2.2.1 Daily routine.
To model the movement of individuals in the camp, we divide each simulated day into several time steps as shown in Fig 2. In each time step, an individual has a certain probability of doing one of several possible activities, during which they might interact with others who carry out the same activity in the same location contemporaneously. If no activity is chosen the agent will remain in their shelter. The statistical nature of this type of activity choice means that the routines for each individual change each day, with the exception of a few fixed activities such as sleeping in the shelter at night. This is a reasonable assumption given the operation of such settlements .
Top: Daily routine structure for individuals modeled in the simulation. We allow each individual to perform up to four possible activities per day (although this can be flexibly changed). If an activity is not chosen, the individual returns to their shelter. Middle: Example of a simulated day for an adult in the settlement. Bottom: Example of a simulated day for a child attending a learning center in the settlement.
Simulated individuals begin the day in their shelters, where they can interact with others in their household, or other households which share the same shelter (see Section 2.1.3). After this time step, each day contains four opportunities for the individuals to undertake an activity in one of the locations listed in Table 1. The probability that an individual carries out a certain activity is determined based on their age and sex and available research on individual activity patterns (see S1 Appendix for more details on how these are derived from available literature). This implementation enables realistic modeling of how individuals behave as we can tailor the amount of time individuals spend in a given location based on demographic attributes of the population in accordance with available literature. This procedure also allows us to capture both local and inter-camp mixing.
At each time step, different collections of individuals will inhabit the same space (e.g., a distribution center or play group) during which interactions and transmission can take place. The probability of disease transmission depends on various attributes such as duration of exposure, whether the individuals are indoor/outdoors and the type of contacts people might have. For further details see S1 Appendix and Aylett-Bullock et al. .
Once an individual has been infected, we assign them a health trajectory that controls the severity of their symptoms as a function of time. Each trajectory is characterized by the final outcome of the disease (whether the individual recovers or dies), the different stages through which the individual passes to arrive at that final outcome, and the duration of each stage. At present, we do not include the possibility of re-infection, after an individual recovers their susceptibility becomes zero.

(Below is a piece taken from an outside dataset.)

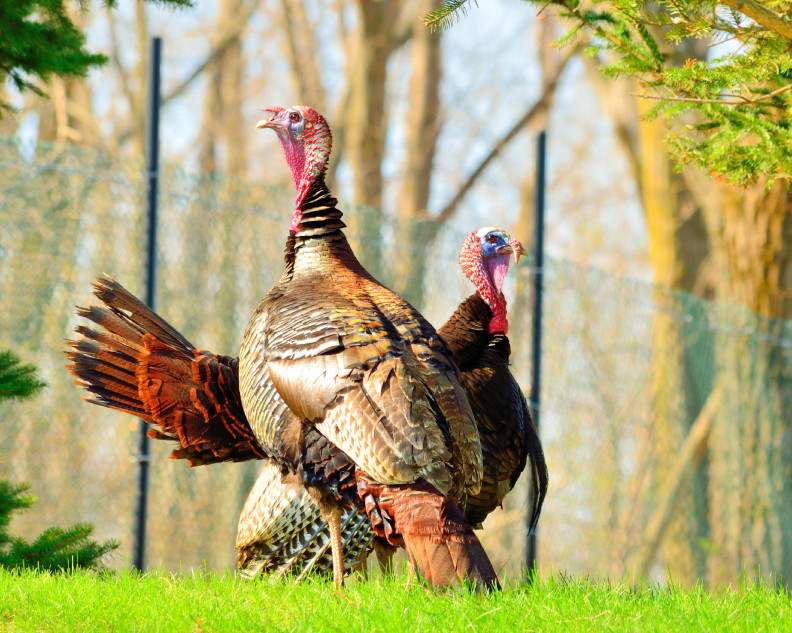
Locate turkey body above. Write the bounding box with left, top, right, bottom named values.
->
left=66, top=278, right=374, bottom=578
left=239, top=123, right=497, bottom=587
left=438, top=294, right=548, bottom=526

In Fig 3, we show the stages that we include, together with the possible trajectories defined by arrows. We incorporate the distinction between mild and severe infection to differentiate between people who show symptoms but are still well enough to leave their homes, and people who develop more severe illness that prevents them from doing so. An important factor that is difficult to account for, but which influences the probability of hospitalization, is the evolution and diversity of healthcare service seeking behaviour. Some survey data is available on how PoCs attend healthcare services in the event of severe illness , although we found respondents to be largely uniformly highly likely (over 95%) to seek care in this event. Despite this, increased data collection on how and when PoCs attend different healthcare services in the event of disease outbreak could be beneficial for future modeling efforts. However, even with available data on PoC behaviour, it is challenging to know exactly how to translate this into modeling work—for example, it is not well-understood for emerging diseases, such as COVID-19, to what extent the likelihood of death changes when an infected individual does not seek hospital care, even though the severity of their symptoms requires it. We therefore leave the inclusion of differing healthcare seeking behaviours for future work due to the lack of publicly available behavioural and clinical data for the specific case of COVID-19. Furthermore, the metrics used to measure intervention efficacy in this paper focus on infections rather than hospitalisation and death, meaning we are less sensitive to differing healthcare seeking behaviours.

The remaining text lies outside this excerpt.